Every coaching client is unique, yet occasionally I fall into situational vortex in which (it seems) everyone I’m coaching shows up with the same issue. In the past few weeks that challenge has been Other People: “My director this, my coworker that, my boss is, my partner should, I wish she would, I’m frustrated he won’t….” and so on. The theme: “They should be different from the way they are!”
Sometimes it feels trite to say, “You can’t change other people. You can only change you.” Yet that is the (capital T) Truth of it. So I offer an invitation: “Let’s bring it back to you.” When the coaching continues from a client-centric space, it always leads to realization that the client CAN change the situation — by changing something about her/himself.
Seeking some more clever or useful ways to make this point, I posed the challenge to my Facebook tribe, and received dozens of alternatives (thus this month’s essay is partially crowd-sourced).
What Is Also True?
True: “You can’t change other people.” Assuming you want a situation to change, what options do you have? Here are six.

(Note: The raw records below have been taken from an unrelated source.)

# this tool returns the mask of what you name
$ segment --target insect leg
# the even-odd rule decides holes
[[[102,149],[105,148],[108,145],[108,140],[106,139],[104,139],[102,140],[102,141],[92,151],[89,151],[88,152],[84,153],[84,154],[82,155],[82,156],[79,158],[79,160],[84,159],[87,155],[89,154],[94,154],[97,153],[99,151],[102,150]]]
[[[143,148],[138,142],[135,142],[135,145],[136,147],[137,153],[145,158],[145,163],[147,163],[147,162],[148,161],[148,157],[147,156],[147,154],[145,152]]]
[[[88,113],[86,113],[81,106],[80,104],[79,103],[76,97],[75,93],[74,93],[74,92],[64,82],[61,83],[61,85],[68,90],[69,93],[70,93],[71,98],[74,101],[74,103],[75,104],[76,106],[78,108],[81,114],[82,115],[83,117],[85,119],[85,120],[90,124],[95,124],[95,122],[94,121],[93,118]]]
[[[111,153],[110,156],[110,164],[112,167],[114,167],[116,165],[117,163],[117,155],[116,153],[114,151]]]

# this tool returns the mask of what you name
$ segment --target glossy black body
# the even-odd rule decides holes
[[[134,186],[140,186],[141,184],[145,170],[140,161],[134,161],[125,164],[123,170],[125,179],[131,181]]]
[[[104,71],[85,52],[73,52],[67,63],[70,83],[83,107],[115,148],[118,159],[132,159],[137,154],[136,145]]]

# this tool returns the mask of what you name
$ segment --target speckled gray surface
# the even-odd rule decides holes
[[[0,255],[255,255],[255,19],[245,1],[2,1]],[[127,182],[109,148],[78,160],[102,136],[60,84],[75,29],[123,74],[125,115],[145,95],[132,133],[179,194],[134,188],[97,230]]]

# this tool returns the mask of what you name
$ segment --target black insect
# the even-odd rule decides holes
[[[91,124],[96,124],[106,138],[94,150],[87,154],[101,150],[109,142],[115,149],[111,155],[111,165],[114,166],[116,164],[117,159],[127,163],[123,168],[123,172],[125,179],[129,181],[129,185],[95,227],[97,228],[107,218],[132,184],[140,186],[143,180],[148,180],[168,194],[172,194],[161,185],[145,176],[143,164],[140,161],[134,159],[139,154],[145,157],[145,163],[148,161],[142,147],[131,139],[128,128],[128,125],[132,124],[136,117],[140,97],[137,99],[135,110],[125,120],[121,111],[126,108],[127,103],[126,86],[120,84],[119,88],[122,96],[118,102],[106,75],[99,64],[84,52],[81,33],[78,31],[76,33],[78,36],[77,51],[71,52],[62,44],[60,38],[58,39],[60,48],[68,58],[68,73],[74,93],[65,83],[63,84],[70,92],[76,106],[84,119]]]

- 1. You can Choose To Respond differently. Notice your pattern of behavior and consider that you may be more than half the “issue” because you allow yourself to be triggered by their predictable behavior, or because you’re doing something that triggers them. Remember that you are half of every conversation, so if you change your part, the conversation will still shift.Maureen shared a story: “I was dealing with my aging parents and my dad not doing anything re: my mom’s Alzheimer’s. A friend and social worker told me I needed to “detach,” change the dance. So I changed both my outlook and my behavior (not theirs, didn’t criticize) and Voila! What happened? My dad changed his behavior because I stopped trying to “fix” him and the situation. It didn’t happen immediately, but within a month we had a better relationship and I wasn’t stressed all the time over what I couldn’t control!
- 2. You can change your perspective, or the “story” you’re telling. I challenge my clients to look at the situation from the other person’s point of view. What do “they” value? The other person’s behavior often becomes “logical” thru that different lens. They’re not being difficult, they just don’t see it like you do. Once you honor the other person’s story, it opens up new possibilities about finding common ground or changing your own tactics.
- 3. You can make better Requests and/or you can explain yourself differently. A frequent whine is “they aren’t doing like I want them to.” Well, how have you asked? Are you assuming they see it your way? Can you be certain they hold the same values?A Request is more powerful than a wish or an expectation. Try this: “I Request you do X (action) by Z (deadline) using Y (metrics of success).” When you spell out the details and the other person agrees, you’ve got a commitment. So change how you ask.
- 4. You can learn something from them. If you believe The Universe only sends you what you can handle, seek the lesson in your challenging relationship. If this person triggers something in you, practice Patience. If their disorganization drives you crazy, maybe you need to work on Flexibility. Or work on your Compassion.
- 5. You can accept and love them, exactly as they are. Suffering is the result of arguing with reality. If your partner is not (and never has been) skilled at giving positive feedback, why do you continue to expect them to be your source of affirmation? Who is really the problem?OK, in the workplace you can argue that your boss should be better at affirming you, but if every day you picked up a rattlesnake and got bit, whose fault is that? If you choose to keep living with a rattlesnake, or a negative Nellie, notice that you can “suffer” or you can admire what a great rattlesnake they are and look elsewhere for your daily dose of honey.
- 6. You can speak the truth and trust others to be adults. This is the toughest. When you find yourself “stuck” I challenge you to consider if you might be using “it’s about them” as an excuse to avoid your own discomfort. You’re a strong person AND so are they! Trust they put on their Big Girl pants this morning, and if you do something that challenges them, they’ll figure it out. You don’t always have to “take care of” everyone else.I close with a client story: My client’s company is on the verge of huge changes that will force reorganization (and not everyone can be in charge, right?!). My client has the assignment to design a new org chart. The boss keeps stalling. The uncertainty is causing key leaders to polish their resumes. The team is swimming in assumptions that “others” can’t handle the conversation. So, do you wait for “them” to change, or do you step up and make something happen? What would you do?
Remember, Leadership is not about a title; anyone can be a leader who works first on self, and takes responsibility for the clarity of conversations and expectations.
Footnote: Life Wisdom Need Not Be Heavy
I close with some humorous suggestions: You can’t change others, but you CAN…
…make a mean grilled cheese.
…mind your own business.
…rearrange the furniture.
…get back on your medication.
…unfriend them on Facebook.
…marry them (because love).
…change your address.
…review them on Amazon.
…change a diaper.
…build a wall.
and my personal fave: …you can always eat Chocolate!